Justement, que pensez-vous de la proposition du député UMP Thierry Lazaro de vendre les cigarettes électroniques dans les bureaux de tabac, qui ferment les uns après les autres ? 

Ce n'est pas une bonne idée. Quand un alcoolique arrête de boire, il ne va pas acheter son eau au bistrot du coin. Et puis la vente d'une cigarette électronique doit être accompagnée d'une démonstration et de conseils, notamment pour réduire progressivement la dose de nicotine. Les personnes qui tiennent ces boutiques font cela très bien. Les voir disparaître reviendrait aussi à supprimer des emplois, même si c'est dans une moindre mesure, bien sûr.

Mais pourquoi vendre les gommes et les patchs dans les pharmacies et pas la cigarette électronique ? N'y a-t-il pas un risque de dépendance à la nicotine plus élevé, dans la mesure où le geste de fumer persiste ? 

Il est vrai qu'avec la cigarette électronique, la dépendance comportementale persiste.
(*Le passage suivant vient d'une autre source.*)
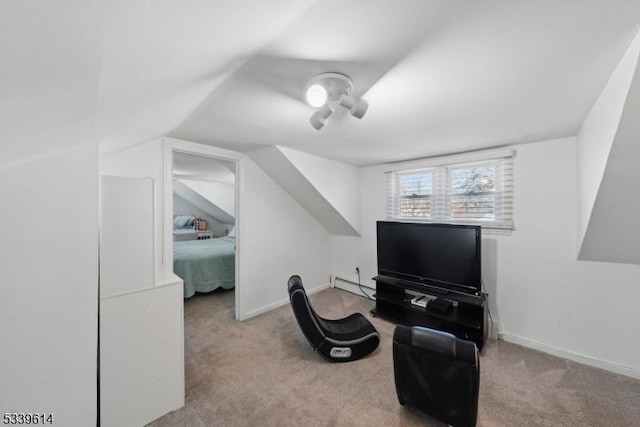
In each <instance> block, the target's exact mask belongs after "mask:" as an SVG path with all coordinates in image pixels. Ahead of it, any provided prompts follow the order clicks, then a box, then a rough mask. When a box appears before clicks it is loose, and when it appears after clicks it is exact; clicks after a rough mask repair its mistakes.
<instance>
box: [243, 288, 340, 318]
mask: <svg viewBox="0 0 640 427" xmlns="http://www.w3.org/2000/svg"><path fill="white" fill-rule="evenodd" d="M329 287H331V284H330V283H325V284H322V285H320V286H316V287H315V288H312V289H307V288H306V287H305V291H306V292H307V295H313V294H315V293H316V292H320V291H323V290H325V289H327V288H329ZM287 304H289V298H285V299H283V300H280V301H276V302H274V303H271V304H268V305H265V306H264V307H260V308H257V309H255V310H251V311H248V312H246V313H245V317H244V319H243V320H247V319H251V318H252V317H256V316H259V315H261V314H264V313H266V312H268V311H271V310H275V309H276V308H279V307H282V306H283V305H287Z"/></svg>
Mais après tout, peu importe, tant que l’intoxication par la fumée de tabac cesse. Mon ennemi, en tant que pneumologue, c'est le cancer du poumon. Et l'e-cigarette permet de s'en protéger. L'interdire dans tous les lieux publics est un non-sens au regard de la lutte contre le tabagisme. Cela peut avoir un effet pervers extrêmement important. Ceux qui se sont éloignés de la cigarette risquent d'y replonger en accompagnant les fumeurs dehors, par exemple. Quant à la dépendance à la nicotine, elle tend plutôt à diminuer au fil du temps puisque l'on peut maîtriser la quantité absorbée. Enfin, les effets ne sont pas négligeables sur le portefeuille : le vapoteur dépense en un an ce que le fumeur paie en un mois.